[Welcome to Floor 6.]
[You are currently located on the continent of Gilse’a, where its three controlling nations have been bitter enemies for over a thousand years.]
[Shirisho, nation of martial prowess. Rhuun, the land where magic rules all. And Trioron, where technology aids strength.]
[These three nations continuously alternate between periods of uneasy peace and all-out war. Their philosophies of strength unchangeable, a lasting peace between them is utterly impossible.]
[The only thing in common between them: the belief that the strong rule over the weak.]
[You and your team have entered the 6th Floor as citizens of Rhuun. Do your best to prove to them that you belong to the former category.]
“Ha, I knew it,” said Anna, “there’s no way a team with three casters wouldn’t be put in Rhuun.” She looked like the cat that ate the canary, and with good reason.
The composition of a Floor team played a part in which of the three nations they were “made citizens” of on the 6th Floor, along with the difficulty they selected. Magic caster classes were actually, well...they weren’t exactly rare in people in Area 1, but they were outnumbered quite a bit by people with physical classes. This was reflected by Shirisho, in that it had by far the highest number of well-trained physical class troops.
Trioron’s army was better equipped, but only a third of the size of Shirisho’s, and contained at least some mages. Rhuun’s army contained a lot more mages, but their physical troops were the worst trained, and their army overall was the smallest of the three. Usually, most challenger teams, who on average had only one caster member, who picked Medium difficulty or below were assigned to Shirisho, and High and above were assigned to Trioron. However, there was a random chance, around 20%, for a team on Medium or below to become citizens of Trioron, or a team on High or above to become citizens of Rhuun. Those teams would have a harder time with their mission, but they’d get a bonus to their clear rating at the end.
Rhuun always had the hardest time making headway against the three nations’ stalemate, so with the fact that we were on Extreme difficulty plus the fact that we had 3 mages instead of 1 or 0, so I agreed with her assessment that we would almost certainly be joining Rhuun.

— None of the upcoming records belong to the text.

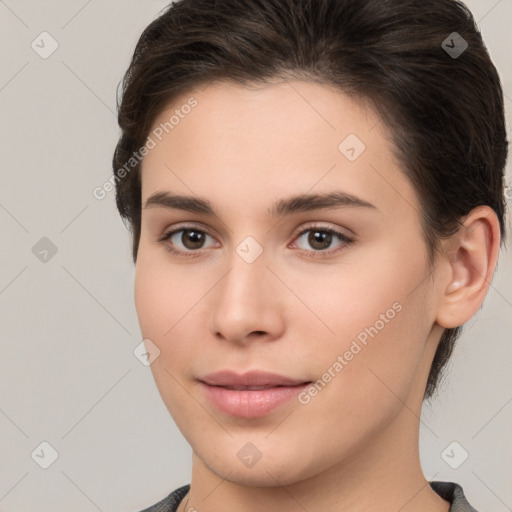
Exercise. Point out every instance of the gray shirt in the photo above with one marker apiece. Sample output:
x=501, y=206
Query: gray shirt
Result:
x=449, y=491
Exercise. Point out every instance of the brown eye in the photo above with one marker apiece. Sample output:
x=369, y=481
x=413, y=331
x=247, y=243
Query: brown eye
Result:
x=192, y=238
x=319, y=240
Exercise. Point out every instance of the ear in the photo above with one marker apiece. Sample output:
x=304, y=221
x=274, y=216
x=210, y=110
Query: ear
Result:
x=471, y=256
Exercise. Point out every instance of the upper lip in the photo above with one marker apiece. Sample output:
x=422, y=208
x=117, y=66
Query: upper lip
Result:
x=250, y=378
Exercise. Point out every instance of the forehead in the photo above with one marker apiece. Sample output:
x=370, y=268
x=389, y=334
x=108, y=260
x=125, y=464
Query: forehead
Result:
x=268, y=141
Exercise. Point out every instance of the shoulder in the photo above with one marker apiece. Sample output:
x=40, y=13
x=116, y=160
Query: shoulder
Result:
x=453, y=493
x=169, y=503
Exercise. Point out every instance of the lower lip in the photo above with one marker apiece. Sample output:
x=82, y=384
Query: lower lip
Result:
x=251, y=404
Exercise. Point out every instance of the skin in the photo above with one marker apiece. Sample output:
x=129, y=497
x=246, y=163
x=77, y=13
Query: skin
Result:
x=354, y=446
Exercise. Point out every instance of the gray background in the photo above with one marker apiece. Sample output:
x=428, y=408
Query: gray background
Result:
x=68, y=375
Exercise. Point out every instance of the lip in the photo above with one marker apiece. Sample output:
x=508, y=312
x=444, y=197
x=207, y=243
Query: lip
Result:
x=250, y=403
x=250, y=378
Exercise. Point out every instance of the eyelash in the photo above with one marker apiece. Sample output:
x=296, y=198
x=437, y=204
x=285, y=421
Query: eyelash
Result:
x=315, y=254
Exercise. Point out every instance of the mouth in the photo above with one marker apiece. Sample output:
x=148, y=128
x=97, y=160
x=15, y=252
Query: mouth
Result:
x=250, y=399
x=259, y=388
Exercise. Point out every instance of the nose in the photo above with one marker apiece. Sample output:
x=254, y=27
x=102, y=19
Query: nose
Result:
x=248, y=303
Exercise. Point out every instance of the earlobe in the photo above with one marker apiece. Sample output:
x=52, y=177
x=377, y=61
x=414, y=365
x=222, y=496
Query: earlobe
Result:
x=472, y=257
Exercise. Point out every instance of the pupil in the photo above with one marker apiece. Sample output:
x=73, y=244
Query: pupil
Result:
x=323, y=238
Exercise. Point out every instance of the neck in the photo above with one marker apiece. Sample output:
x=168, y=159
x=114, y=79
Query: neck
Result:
x=385, y=473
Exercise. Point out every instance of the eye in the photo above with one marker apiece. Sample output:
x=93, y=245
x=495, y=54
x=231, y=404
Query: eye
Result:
x=321, y=238
x=185, y=240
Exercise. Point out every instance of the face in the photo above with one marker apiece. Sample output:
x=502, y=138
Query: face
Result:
x=332, y=290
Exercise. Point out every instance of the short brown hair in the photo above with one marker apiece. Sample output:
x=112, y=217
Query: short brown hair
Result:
x=445, y=111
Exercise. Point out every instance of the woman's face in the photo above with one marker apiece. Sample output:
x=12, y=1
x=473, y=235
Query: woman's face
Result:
x=332, y=289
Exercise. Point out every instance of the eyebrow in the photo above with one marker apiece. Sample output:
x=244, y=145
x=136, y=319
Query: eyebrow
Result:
x=282, y=207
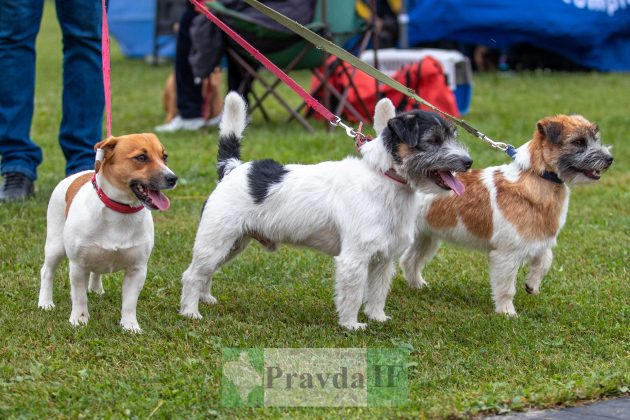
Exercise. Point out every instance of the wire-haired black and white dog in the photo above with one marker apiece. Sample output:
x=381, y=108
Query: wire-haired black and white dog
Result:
x=361, y=211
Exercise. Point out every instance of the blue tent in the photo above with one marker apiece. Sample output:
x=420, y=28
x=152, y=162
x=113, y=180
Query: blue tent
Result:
x=593, y=33
x=132, y=24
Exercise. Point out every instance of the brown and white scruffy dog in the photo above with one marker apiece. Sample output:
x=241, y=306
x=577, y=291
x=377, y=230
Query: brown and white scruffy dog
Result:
x=513, y=211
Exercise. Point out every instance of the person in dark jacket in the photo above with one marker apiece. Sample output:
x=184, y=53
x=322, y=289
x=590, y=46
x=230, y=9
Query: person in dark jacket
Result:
x=201, y=46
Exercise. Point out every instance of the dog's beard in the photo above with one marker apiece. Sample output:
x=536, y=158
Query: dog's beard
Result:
x=433, y=173
x=583, y=168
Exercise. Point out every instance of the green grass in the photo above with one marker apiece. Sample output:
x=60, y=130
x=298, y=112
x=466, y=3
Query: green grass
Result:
x=570, y=343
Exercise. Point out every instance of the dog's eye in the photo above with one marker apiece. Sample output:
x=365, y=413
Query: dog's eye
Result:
x=581, y=142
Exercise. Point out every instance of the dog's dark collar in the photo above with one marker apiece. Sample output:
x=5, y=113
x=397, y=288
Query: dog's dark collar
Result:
x=114, y=205
x=549, y=176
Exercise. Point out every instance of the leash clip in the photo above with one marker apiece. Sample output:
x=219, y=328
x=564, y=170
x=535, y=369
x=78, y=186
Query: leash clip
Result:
x=349, y=130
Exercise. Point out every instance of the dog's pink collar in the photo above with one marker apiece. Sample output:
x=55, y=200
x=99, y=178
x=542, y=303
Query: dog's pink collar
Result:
x=114, y=205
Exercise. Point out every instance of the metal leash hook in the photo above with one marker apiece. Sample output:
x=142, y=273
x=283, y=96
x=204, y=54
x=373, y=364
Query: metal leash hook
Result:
x=349, y=130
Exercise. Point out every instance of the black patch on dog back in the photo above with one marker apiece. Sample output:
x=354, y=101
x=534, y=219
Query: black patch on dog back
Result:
x=203, y=207
x=262, y=175
x=229, y=148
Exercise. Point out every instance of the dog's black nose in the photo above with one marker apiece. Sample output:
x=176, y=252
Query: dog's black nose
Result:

I didn’t say that to her face though, for the same reason none of my teammates had: Healer mage classes already had a reputation for both rarity and turning the tide of battle. Even the Common class Cleric usually had no trouble at least finding a team.
In Rhuun, they were downright exalted, especially those of superior classes like Anna had. And she had the Aristocrat profession. Now that it had come to this, she’d be the acting team leader for the floor simply because no one in Rhuun would be able to get their heads around the situation being otherwise.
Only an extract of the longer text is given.